Is there something else you can start craving instead?

How about like me...a nice donut!


----------



## Merlot (Jul 13, 2012)

Kylie1969 said:


> Merlot, that is no good
> 
> It is a pity there is nothing else out there quite like peanut butter either
> 
> ...


 
Well my 8 yr old and I went to the store the other day and he picked out a donut and I got myself a cherry one (rare occurence for me).  Later that night I was ready for it only to find it gone.  My husband had eaten my child's and gave mine to his mother!   I think that is grounds for divorce, yes? 

Peanut butter actually doesnt do too much to me.  I ate a bag full of raw mixd nuts once and had a pretty itchy throat but it went away soonish so I think I can swing it!


----------



## Greg Who Cooks (Jul 13, 2012)

Lobster. Anytime. Preferably cooked on my barbecue and served with salted drawn butter.


----------



## buckytom (Jul 13, 2012)

CWS4322 said:


> What did you have for breakfast? Cravings in the middle of the morning are usually because you didn't eat the "right stuff" for breakfast.


 
ah, but my gastronomic rapacity knows no satieties....


----------



## CWS4322 (Jul 13, 2012)

buckytom said:


> ah, but my gastronomic rapacity knows no satieties....

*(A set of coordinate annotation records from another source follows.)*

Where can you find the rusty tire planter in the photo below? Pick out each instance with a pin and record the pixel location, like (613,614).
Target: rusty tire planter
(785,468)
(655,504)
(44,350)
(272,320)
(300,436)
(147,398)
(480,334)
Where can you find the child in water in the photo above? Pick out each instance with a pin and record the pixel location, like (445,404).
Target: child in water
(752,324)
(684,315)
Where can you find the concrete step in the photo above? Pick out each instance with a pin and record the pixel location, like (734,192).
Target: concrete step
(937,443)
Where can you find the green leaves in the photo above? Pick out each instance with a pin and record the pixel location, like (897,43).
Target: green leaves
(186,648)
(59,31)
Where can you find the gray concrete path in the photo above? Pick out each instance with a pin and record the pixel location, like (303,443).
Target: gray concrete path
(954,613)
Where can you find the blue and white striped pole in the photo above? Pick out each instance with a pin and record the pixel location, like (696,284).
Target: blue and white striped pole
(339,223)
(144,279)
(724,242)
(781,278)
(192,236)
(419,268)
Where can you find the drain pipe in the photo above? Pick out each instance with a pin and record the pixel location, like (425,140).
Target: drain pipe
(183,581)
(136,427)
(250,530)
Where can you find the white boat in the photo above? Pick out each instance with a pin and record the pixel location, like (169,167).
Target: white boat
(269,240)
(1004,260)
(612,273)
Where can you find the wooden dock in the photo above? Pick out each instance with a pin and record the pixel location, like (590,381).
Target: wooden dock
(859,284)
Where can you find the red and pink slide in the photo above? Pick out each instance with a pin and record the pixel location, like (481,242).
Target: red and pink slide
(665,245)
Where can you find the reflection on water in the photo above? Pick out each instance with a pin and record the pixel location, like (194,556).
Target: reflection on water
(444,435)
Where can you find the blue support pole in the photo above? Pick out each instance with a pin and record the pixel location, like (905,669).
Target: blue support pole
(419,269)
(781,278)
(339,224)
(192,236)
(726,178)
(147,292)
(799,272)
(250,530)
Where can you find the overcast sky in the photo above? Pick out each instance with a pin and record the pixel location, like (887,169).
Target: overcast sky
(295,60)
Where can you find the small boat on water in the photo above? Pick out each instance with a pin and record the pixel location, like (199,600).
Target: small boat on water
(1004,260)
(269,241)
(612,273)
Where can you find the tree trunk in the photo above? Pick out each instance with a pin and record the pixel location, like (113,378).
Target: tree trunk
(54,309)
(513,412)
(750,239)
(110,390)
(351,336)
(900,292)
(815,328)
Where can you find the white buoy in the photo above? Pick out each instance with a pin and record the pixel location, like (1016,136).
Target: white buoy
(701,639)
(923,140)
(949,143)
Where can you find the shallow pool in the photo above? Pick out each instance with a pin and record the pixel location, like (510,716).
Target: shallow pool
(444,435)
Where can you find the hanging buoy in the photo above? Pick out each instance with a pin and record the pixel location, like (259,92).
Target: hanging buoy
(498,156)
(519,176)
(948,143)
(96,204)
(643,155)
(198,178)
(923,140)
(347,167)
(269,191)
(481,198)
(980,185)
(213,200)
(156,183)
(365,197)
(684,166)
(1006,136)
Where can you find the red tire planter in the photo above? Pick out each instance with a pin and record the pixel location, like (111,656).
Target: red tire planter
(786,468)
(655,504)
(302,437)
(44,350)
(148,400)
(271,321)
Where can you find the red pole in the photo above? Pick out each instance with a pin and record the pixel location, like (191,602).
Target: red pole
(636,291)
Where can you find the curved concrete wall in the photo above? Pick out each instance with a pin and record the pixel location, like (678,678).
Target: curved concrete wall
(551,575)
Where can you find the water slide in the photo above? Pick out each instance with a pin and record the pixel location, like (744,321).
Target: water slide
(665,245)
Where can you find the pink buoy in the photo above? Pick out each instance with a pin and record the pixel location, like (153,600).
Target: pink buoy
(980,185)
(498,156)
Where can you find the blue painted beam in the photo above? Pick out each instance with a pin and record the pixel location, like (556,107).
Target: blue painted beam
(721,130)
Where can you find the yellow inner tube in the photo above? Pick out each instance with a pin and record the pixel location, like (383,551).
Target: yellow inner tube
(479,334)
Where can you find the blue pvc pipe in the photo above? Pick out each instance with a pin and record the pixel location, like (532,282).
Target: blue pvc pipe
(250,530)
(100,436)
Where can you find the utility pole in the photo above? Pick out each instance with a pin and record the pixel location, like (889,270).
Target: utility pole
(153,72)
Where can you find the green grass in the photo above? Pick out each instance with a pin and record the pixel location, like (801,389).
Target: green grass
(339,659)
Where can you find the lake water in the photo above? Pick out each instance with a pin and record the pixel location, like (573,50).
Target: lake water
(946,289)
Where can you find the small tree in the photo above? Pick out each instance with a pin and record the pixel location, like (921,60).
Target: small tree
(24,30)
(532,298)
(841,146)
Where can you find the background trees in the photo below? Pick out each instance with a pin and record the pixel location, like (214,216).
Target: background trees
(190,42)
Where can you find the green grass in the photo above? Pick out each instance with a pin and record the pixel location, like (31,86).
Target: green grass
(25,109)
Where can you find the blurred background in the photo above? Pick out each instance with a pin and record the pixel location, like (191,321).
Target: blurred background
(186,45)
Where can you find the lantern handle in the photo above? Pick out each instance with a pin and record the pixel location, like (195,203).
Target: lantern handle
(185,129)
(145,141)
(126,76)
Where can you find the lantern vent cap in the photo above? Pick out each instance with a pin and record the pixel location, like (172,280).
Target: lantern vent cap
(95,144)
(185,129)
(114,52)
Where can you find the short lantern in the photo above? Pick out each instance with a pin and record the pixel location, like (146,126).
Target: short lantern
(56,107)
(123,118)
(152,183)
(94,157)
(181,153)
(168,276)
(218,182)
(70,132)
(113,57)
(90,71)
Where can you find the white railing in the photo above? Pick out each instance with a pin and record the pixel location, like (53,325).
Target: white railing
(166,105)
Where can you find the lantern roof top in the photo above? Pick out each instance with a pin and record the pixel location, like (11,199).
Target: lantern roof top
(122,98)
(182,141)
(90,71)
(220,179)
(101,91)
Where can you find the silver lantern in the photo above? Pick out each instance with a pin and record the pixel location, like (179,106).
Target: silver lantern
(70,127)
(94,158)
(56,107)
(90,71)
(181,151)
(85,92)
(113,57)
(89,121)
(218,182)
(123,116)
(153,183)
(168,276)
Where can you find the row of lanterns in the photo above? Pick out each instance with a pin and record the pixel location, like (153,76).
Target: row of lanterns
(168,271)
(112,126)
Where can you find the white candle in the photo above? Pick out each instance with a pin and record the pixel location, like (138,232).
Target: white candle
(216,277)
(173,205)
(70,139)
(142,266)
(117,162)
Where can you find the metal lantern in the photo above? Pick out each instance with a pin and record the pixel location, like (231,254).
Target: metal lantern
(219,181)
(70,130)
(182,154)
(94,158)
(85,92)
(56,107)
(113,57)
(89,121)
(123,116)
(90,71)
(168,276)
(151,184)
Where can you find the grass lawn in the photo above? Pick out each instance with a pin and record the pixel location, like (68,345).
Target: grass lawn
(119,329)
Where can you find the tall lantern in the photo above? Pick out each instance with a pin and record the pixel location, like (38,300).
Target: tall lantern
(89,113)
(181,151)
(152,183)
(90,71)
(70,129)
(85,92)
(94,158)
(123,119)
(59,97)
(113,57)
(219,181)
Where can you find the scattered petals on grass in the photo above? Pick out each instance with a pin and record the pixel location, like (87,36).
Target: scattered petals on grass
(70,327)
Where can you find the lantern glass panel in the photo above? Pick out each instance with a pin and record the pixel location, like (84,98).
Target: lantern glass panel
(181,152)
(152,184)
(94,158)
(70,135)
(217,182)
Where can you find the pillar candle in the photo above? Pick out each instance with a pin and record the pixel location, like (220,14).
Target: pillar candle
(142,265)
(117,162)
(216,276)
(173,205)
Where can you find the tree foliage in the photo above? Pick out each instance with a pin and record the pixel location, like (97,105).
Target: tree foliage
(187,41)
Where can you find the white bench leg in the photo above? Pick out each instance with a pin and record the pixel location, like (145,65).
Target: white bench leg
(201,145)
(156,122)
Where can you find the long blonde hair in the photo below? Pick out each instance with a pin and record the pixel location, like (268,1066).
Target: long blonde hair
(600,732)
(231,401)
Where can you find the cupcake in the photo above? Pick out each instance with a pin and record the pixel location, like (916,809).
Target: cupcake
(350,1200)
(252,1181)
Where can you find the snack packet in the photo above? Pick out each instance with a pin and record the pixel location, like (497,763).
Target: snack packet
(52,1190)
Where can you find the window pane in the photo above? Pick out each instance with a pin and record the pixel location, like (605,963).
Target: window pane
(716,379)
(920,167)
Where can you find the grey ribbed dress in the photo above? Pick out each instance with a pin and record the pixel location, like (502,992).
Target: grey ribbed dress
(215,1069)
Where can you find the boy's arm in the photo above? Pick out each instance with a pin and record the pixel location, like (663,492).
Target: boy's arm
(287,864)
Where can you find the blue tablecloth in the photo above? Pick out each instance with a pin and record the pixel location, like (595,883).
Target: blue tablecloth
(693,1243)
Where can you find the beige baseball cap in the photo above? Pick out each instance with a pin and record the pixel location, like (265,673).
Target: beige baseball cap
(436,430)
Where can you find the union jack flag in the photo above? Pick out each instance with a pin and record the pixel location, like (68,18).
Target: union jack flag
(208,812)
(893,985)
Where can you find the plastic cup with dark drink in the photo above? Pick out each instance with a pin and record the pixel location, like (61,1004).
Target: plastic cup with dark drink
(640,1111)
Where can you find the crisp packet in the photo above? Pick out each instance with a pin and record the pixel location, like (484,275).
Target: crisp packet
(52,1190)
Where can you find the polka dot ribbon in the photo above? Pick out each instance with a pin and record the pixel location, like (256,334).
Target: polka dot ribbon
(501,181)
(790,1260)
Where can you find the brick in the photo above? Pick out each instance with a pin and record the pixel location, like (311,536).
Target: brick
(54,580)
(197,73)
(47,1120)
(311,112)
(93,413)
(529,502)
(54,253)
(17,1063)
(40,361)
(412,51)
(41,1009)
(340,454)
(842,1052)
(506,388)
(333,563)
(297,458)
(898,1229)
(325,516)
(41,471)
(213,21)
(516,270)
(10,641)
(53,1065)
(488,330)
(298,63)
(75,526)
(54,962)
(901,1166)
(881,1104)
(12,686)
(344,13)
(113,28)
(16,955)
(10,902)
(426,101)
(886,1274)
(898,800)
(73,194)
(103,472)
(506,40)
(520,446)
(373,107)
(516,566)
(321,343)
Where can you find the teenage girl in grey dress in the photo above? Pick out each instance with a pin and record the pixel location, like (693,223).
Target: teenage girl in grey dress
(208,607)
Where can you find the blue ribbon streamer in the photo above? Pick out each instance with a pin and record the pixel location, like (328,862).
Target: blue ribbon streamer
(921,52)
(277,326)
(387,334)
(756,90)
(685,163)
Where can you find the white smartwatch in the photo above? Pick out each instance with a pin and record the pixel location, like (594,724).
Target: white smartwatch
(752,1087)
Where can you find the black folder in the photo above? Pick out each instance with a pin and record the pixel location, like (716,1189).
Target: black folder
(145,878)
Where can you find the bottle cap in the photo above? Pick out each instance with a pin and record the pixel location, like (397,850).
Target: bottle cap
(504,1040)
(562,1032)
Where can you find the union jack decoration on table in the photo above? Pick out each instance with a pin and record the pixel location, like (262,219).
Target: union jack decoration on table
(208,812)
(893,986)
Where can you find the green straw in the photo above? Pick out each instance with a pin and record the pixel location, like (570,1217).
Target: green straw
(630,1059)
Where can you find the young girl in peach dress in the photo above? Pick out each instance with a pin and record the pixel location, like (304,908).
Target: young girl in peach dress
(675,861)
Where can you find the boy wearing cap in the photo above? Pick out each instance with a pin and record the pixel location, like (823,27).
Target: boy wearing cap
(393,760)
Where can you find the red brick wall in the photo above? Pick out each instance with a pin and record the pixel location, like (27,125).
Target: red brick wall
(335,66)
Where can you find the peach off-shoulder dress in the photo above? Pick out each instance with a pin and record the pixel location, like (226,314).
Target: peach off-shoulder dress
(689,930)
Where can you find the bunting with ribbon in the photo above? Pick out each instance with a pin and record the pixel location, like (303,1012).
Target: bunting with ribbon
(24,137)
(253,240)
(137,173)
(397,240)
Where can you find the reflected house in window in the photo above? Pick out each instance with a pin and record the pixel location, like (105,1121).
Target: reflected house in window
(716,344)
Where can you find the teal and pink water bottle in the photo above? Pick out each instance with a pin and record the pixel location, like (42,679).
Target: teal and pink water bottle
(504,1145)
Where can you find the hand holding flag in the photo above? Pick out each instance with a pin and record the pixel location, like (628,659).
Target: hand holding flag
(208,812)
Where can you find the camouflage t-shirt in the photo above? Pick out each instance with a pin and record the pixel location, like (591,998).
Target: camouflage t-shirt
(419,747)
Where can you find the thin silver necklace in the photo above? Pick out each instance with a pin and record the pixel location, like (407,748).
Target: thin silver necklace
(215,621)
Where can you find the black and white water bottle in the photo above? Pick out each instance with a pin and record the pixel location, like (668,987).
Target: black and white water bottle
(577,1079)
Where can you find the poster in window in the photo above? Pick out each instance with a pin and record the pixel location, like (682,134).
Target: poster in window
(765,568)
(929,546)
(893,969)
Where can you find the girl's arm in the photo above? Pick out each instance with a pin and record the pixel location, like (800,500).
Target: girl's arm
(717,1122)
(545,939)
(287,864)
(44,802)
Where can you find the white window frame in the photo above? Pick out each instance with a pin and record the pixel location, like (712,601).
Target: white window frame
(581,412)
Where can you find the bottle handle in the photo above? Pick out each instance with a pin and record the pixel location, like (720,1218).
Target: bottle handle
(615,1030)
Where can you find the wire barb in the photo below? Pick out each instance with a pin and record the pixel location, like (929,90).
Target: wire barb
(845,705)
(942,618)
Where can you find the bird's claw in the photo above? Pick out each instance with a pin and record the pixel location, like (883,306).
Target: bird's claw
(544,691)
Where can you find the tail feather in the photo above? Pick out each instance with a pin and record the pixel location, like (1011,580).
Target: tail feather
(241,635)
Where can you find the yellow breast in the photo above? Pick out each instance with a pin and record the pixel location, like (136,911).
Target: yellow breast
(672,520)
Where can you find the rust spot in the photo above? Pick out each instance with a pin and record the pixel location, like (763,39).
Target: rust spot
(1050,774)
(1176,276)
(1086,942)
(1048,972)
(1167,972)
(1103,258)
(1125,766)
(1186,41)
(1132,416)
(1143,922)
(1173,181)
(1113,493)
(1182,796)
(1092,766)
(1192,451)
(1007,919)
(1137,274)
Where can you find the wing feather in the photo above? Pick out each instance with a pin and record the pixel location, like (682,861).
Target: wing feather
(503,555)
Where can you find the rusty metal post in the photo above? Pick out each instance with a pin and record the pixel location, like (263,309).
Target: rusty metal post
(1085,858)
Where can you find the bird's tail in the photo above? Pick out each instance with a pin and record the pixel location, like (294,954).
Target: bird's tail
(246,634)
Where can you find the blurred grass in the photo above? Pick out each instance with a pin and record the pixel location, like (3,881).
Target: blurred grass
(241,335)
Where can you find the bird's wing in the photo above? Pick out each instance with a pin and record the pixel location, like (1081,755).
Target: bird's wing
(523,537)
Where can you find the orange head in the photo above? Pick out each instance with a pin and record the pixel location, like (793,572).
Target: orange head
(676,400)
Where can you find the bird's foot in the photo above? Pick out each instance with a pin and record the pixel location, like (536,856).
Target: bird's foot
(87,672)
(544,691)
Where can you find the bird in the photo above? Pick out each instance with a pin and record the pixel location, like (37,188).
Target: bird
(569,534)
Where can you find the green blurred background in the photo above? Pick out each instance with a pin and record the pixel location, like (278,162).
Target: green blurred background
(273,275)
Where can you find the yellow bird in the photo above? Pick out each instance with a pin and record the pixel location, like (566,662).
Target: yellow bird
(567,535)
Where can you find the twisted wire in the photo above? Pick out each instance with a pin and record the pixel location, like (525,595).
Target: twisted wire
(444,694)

+1 For many a foodie, satiety is the driving force behind rapacity.


----------



## PrincessFiona60 (Jul 13, 2012)

Rare Prime Rib...


----------



## chopper (Jul 13, 2012)

Salty chips. Corn chips with salsa would be good. May need to have a little snack before bed tonight.


----------



## Cindercat (Jul 14, 2012)

Homemade bread, fresh out of the oven & slathered with real butter. I could eat the whole loaf like that & nothing else for supper.


----------



## Kylie1969 (Jul 14, 2012)

Nothing better CC...especially on a cold day


----------



## Margi Cintrano (Jul 14, 2012)

Since, I am in Puglia, Italia next to the Adriatic, the freshly caught octopus and swordfish from the fishermen I bought this morning ... 

Ciao. 
Have lovely wkend,
Margaux.


----------



## tinlizzie (Jul 14, 2012)

I'd like a dozen of those donuts, please, glazed.  And a big wedge of cake, a quarter of that pie, and a couple dozen cookies.  My doctor has warned me to rein in my sweet tooth, and I'm trying, but I still crave all of the above.  I try to still the siren's call of all those goodies with a square of dark chocolate after dinner.     (translation = sad piggie)


----------



## Kylie1969 (Jul 14, 2012)

I too have a very sweet tooth Lizzie...actually I think all my teeth are sweet 

We too have a square of dark chocolate after tea


----------



## Greg Who Cooks (Jul 14, 2012)

I don't have any sweet tooth. I have a salty tooth!


----------



## Kylie1969 (Jul 14, 2012)

Greg...me too...I love salty foods..

Lucky that you dont have a sweet tooth though, I wish I didn't sometimes


----------



## Vanilla Bean (Jul 14, 2012)

We are getting take-out tonight.... I have a craving for either a burger or chinese food.  I told Mark it doesn't matter.  I would be happy with either.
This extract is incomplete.